Becoming a Police Officer
A police officer is an important component of the law enforcement and criminal justice system in the United States. The role of an officer depends mainly on the type and size of organization. An officer’s role is to apprehend people who break the law and then give warnings or citations if necessary. The job also includes writing police reports and keeping records of the events that they are involved in.
Within a given jurisdiction, an officer will patrol and investigate activity that is considered suspicious. They can also respond to civilian calls to investigate any suspicious matters.
Levels of Enforcement
An officer can work on different levels of the government, for example for a local government up to a federal agency. Depending on this, the work involved can vary greatly.
Local and state level
• Uniformed cops respond to calls and maintain patrols.
• Involves paperwork and responding to calls.
• Investigate crimes, give first aid when necessary, direct traffic in an accident.
• Can be assigned to a specific duty if the department assigns it.
• Build a relationship with the individuals and citizens in the neighbor, which is also known as community policing. This is often done in urban areas, which allows the police force to help mobilize the neighborhood.
• Special training to work for positions such as a court bailiff or a guard at a prison.
• Can also work as a sheriff or a deputy sheriff.
State or federal level
• A cop can specialize in certain fields such as firearm instruction, fingerprint identification, canine corps, harbor patrol, emergency response groups, or special weapons and tactics.
• A state cop can also work as highway patrol officers or state troopers.
What Can An Officer Legally Do?
An officer is not above the law and must follow the same rules as other civilians.

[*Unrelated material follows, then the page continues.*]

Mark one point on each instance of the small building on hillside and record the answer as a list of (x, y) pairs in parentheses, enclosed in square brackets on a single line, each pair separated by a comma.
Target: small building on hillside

When on the job and making an arrest, there are certain protocols that an officer must follow. While he or she does not have to explain the crime that a person is being arrested for, he or she cannot use any form of brutality or excessive force. An officer can respond to an arrested arrest or violent actions with reasonable force.
Becoming an Officer
The requirements to become an officer can range from a high school diploma to graduate level studies depending on the position. Most cops take part in a training academy from their agency. Most local town districts or government agencies can provide more information on how to become a police officer.